Other things you could do to improve the predictive power of models like LORIS, you could leverage something like federated learning. A lot of papers will throw federated learning out there as a solution or to improve predictive power. And so, the idea behind that is it allows hospitals to benefit from one another’s data when training machine learning models, without actually having to share any of that data directly.
It’s a pretty cool technique. It’s been around for a while and there’s lots of studies that show that it can be just as good as having all the data in one place at the same time. So, yeah, another way we could improve these sorts of models. Maybe Dave can provide some perspective on the ethical or practical concerns for relying on AI in treatment decisions.
David McClintock:
I think overall we should all remember that when you treat a patient, this is typically something that you don’t use a single piece of data to go ahead and make a critical treatment decision.
With these kind of AI tools, the reason the FDA has taken a harder stance on making sure that they don’t become medical devices when used strictly as clinically decision support tools is that with that reliance on a piece of data like this or on a tool like this, it is too easy for someone just to quickly go through and make a decision without using all the available clinical data from, say, a multidisciplinary team and stuff like that.
So, fundamentally, the real practical concern here and the real ethical concern is making sure that this just becomes, again, one more piece of data that you use to help with the treatment decision.
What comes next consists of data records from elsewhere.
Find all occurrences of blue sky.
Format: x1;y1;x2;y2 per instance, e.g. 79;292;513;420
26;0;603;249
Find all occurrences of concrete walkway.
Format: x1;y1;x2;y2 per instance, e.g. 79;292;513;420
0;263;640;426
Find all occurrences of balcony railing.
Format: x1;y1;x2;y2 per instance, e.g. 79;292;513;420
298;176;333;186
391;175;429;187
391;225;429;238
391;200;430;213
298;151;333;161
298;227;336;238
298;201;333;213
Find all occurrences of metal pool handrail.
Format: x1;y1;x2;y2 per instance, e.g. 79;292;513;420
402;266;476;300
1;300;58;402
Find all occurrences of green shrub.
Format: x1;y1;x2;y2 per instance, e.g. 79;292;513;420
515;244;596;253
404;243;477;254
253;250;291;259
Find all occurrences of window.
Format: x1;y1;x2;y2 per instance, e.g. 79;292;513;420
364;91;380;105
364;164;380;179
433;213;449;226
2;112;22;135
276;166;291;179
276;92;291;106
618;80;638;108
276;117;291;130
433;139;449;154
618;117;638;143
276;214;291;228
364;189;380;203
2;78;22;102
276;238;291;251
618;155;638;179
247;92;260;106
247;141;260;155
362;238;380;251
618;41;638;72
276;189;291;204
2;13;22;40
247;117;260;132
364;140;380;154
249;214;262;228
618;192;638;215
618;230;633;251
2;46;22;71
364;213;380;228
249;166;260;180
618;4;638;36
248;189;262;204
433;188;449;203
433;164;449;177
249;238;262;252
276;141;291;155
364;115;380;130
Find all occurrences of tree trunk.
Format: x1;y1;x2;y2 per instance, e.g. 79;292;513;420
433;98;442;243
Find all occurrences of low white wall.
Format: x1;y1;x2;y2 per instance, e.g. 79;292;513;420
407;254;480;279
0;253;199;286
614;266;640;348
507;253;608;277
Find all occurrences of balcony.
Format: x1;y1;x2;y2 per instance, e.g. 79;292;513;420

It may or may not be something that skews clinicians to go one way or the other when assigning treatment. But the whole point is that it’s taken as one piece of a larger whole that allows you to go ahead and make that clinical decision for that patient.
Bob Barrett:
That was Dr. David McClintock and Dr. Thomas Tavolara from the Mayo Clinic in Rochester, Minnesota. They authored a perspective article in the March 2025 issue of Clinical Chemistry, describing a new machine learning model to predict immune checkpoint blockade response. I’m Bob Barrett. Thanks for listening.